Louisiana’s secretary of state and attorney general asked the U.S. Supreme Court on Friday to put a hold on a federal judge’s order for the state to create a second majority Black congressional district by Monday.

Judge Shelly Dick’s ruling “throws the election process into chaos, and creates confusion statewide,” said a 51-page motion filed for Secretary of State Kyle Ardoin by the attorney general’s office.

The judge refused to give legislators another 10 days on Thursday, again calling the arguments by Senate President Page Cortez and House Speaker Clay Schexnayder disingenuous and insincere. She noted that with less than a week to do the work, legislators met for only 90 minutes Wednesday, the first day of a special session for redistricting.

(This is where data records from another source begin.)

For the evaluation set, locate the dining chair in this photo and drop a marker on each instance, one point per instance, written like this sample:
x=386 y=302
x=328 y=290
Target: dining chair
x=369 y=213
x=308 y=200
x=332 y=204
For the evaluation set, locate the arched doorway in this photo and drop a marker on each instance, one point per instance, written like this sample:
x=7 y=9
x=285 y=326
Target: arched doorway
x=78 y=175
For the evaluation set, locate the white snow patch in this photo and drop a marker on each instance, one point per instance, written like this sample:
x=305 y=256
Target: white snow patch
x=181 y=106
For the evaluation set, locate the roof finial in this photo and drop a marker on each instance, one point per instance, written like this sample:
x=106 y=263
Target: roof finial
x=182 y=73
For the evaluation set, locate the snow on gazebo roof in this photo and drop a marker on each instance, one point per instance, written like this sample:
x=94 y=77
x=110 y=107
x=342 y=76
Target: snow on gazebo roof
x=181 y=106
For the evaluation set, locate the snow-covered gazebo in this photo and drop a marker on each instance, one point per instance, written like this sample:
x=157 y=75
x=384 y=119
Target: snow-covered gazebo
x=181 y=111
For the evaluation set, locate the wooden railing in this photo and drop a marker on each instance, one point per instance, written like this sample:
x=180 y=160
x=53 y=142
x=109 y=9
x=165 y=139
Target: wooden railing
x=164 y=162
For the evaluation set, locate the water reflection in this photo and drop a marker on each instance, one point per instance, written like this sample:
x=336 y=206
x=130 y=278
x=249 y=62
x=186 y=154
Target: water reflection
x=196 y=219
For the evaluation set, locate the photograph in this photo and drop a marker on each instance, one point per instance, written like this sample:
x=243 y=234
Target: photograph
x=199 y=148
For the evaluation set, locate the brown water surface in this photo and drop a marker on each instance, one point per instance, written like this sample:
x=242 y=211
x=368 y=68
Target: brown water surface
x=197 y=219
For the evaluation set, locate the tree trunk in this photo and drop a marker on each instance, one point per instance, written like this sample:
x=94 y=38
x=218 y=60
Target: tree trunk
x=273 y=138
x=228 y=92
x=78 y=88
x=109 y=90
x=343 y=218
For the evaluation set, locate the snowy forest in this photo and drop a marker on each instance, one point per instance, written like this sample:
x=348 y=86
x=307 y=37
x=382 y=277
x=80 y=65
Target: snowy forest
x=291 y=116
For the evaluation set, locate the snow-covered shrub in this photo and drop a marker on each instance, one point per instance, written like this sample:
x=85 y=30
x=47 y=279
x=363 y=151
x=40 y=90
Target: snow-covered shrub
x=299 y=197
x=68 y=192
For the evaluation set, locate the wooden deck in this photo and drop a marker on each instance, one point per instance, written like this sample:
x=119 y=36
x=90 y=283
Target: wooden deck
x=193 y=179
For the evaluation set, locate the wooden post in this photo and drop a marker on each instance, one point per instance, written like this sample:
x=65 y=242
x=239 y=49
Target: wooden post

House and Senate committees met Friday to discuss proposed maps, but lawmakers said they are not confident that Democrats and Republicans will agree new congressional boundaries.

Perhaps the most significant sign that the Legislature may be unsuccessful in adopting a new map ahead of the Monday deadline occurred when the committees rejected two Democrat-proposed bills — both of which would add a second majority-Black district — despite pleas for support from members of the Louisiana Legislative Black Caucus.

“Black voters in Louisiana have less opportunity to elect candidates of their choice under the current congressional map because of the way the district lines are drawn,” Democratic Rep. Royce Duplessis, a member of the Black Caucus, said during the House and Governmental Affairs Committee meeting.

Duplessis’ map failed by an 8-7 vote in the committee. Rep. Barry Ivey was the sole Republican who voted in favor of the bill, saying that although he didn’t support the boundaries, he felt the bill should reach the House to give all lawmakers the opportunity to look at, debate and discuss the map.

One bill did pass in committee and will reach the Senate floor. The map — which has two slim majority-Black districts, one with a Black voting age population of 50.08% and another with 50.136% — was passed “without action,” meaning lawmakers did not move the legislation favorably. The bill is being used as an “instrument” to continue the session and give legislators a chance to successfully pass a map.

Redistricting has divided the Republican-dominated legislature and Gov. John Bel Edwards, a Democrat, since February, when the legislature approved a congressional map with white majorities in five of six districts.

Edwards vetoed it, saying that because Louisiana’s population is nearly one-third Black, at least two districts should have African American majorities. The legislature overrode his veto. Dick then ordered legislators to create new districts, including two that are majority Black, ruling that the current map violates the Voting Rights Act by diluting the impact of voting by Black people.

Friday’s motion argued that “this case presents the exact question” justices will decide in an Alabama case, so the two should either be consolidated or Louisiana’s case should wait until Alabama’s is decided.

The Supreme Court gave the two groups of Black voters who sued the state until Thursday to respond.

Dick has ordered attorneys on both sides to provide maps that she will use to draw her own if the Legislature doesn’t meet the Monday deadline.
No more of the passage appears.